Menurutnya, program ini tidak sekadar mengejar angka produksi, tetapi juga menjadi strategi regenerasi petani dan transformasi pertanian tradisional menuju modern.
Dari sisi kebijakan, Pemprov Riau bersama kabupaten dan kota memperkuat langkah melalui Instruksi Gubernur Riau tentang peningkatan produksi padi dan jagung, yang dijalankan lewat Gerakan Daerah Percepatan Peningkatan Luas Tambah Tanam (LTT).
Gerakan ini melibatkan berbagai unsur, termasuk sinergi dengan TNI, Polri, serta pemangku kepentingan lainnya.
“Alhamdulillah, upaya ini mulai menunjukkan hasil. Luas tanam meningkat, indeks pertanaman naik, produksi dan luas panen bertambah. Yang paling penting, pendapatan petani ikut meningkat dan lahan sawah kembali produktif,” ungkapnya.
Data Pemprov Riau menunjukkan, produksi padi tahun 2025 meningkat 4,51 persen. Dalam dua tahun terakhir (2023–2025), produksi padi tumbuh 12,7 persen, dari 205.973 ton menjadi 232.071 ton.
Jika dikonversikan ke beras konsumsi, produksi beras Riau pada 2025 mencapai 133,19 ribu ton, juga tumbuh 4,51 persen. Capaian ini dinilai memperkuat ketahanan pangan daerah dan menekan ketergantungan pasokan dari luar.
Namun demikian, Syahrial mengakui capaian tersebut belum cukup.

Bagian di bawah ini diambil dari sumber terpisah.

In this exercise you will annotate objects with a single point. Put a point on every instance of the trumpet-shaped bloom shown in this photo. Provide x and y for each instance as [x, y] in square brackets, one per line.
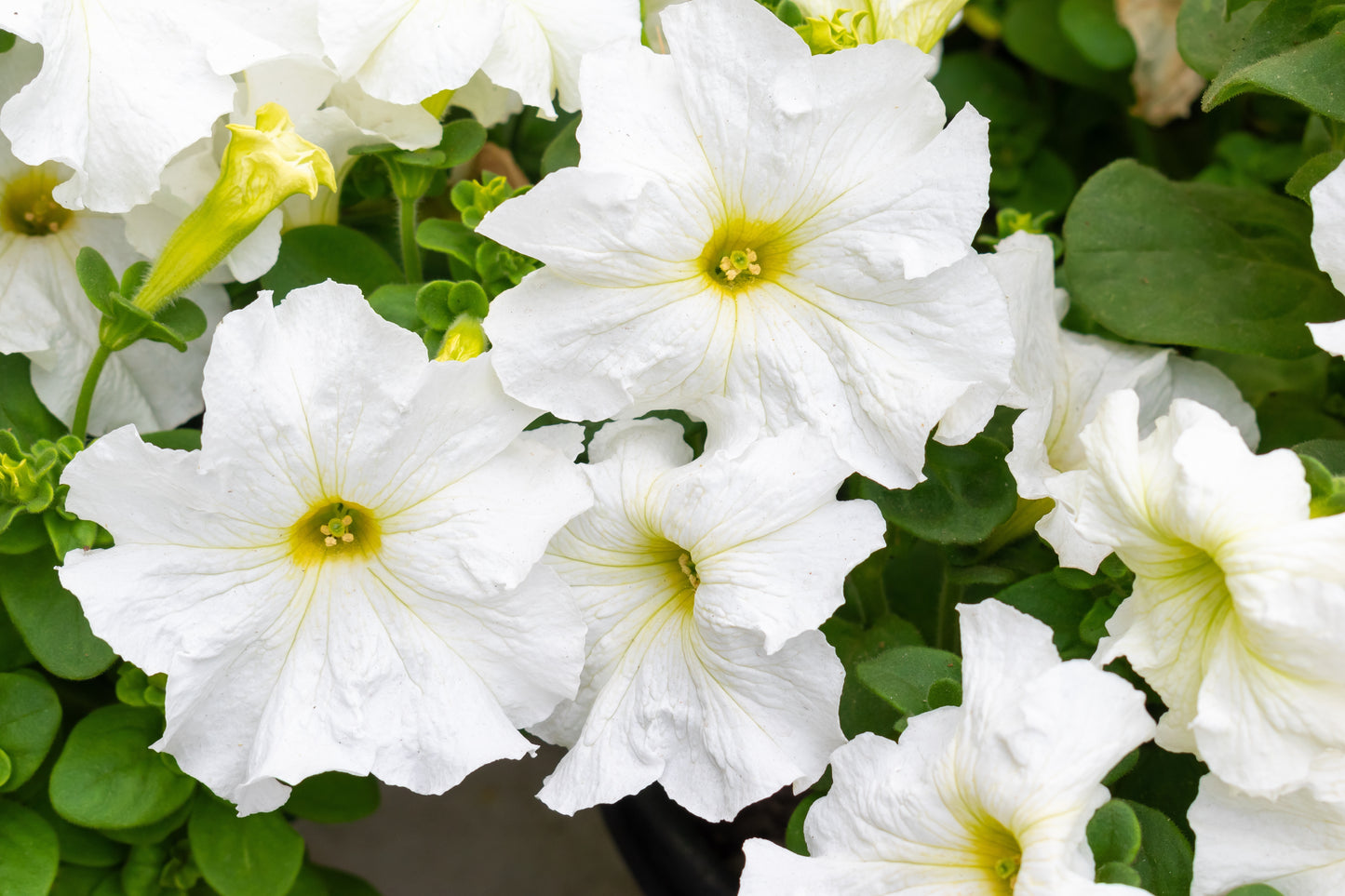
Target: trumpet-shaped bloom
[45, 314]
[1329, 247]
[752, 222]
[102, 104]
[343, 576]
[982, 799]
[408, 50]
[1061, 379]
[703, 585]
[1238, 611]
[1294, 842]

Saat ini, Riau baru mampu memenuhi sekitar 27 persen kebutuhan konsumsi beras masyarakat.
Dengan jumlah penduduk sekitar 6,7 juta jiwa, kebutuhan beras Provinsi Riau diperkirakan mencapai 436 ribu ton per tahun.
“Artinya, sampai sekarang kita masih membutuhkan pasokan beras dari luar daerah,” tegasnya.
Untuk mengejar ketertinggalan itu, Pemprov Riau berharap dukungan lebih kuat dari Kementerian Pertanian, baik dalam bentuk kebijakan, pendampingan teknis, maupun penguatan sarana dan prasarana pertanian.
“Kami mengharapkan dukungan penuh Kementerian Pertanian agar peningkatan produksi pangan lokal di Riau dapat berjalan optimal dan berkelanjutan,” ujarnya.
Syahrial menegaskan, sinergi antara pemerintah pusat, daerah, dan seluruh pemangku kepentingan menjadi kunci keberhasilan swasembada pangan nasional.
“Atas dukungan dan perhatian Kementerian Pertanian RI, kami sampaikan apresiasi setinggi-tingginya. Semoga kolaborasi ini terus diperkuat demi ketahanan pangan dan swasembada pangan nasional,” pungkasnya.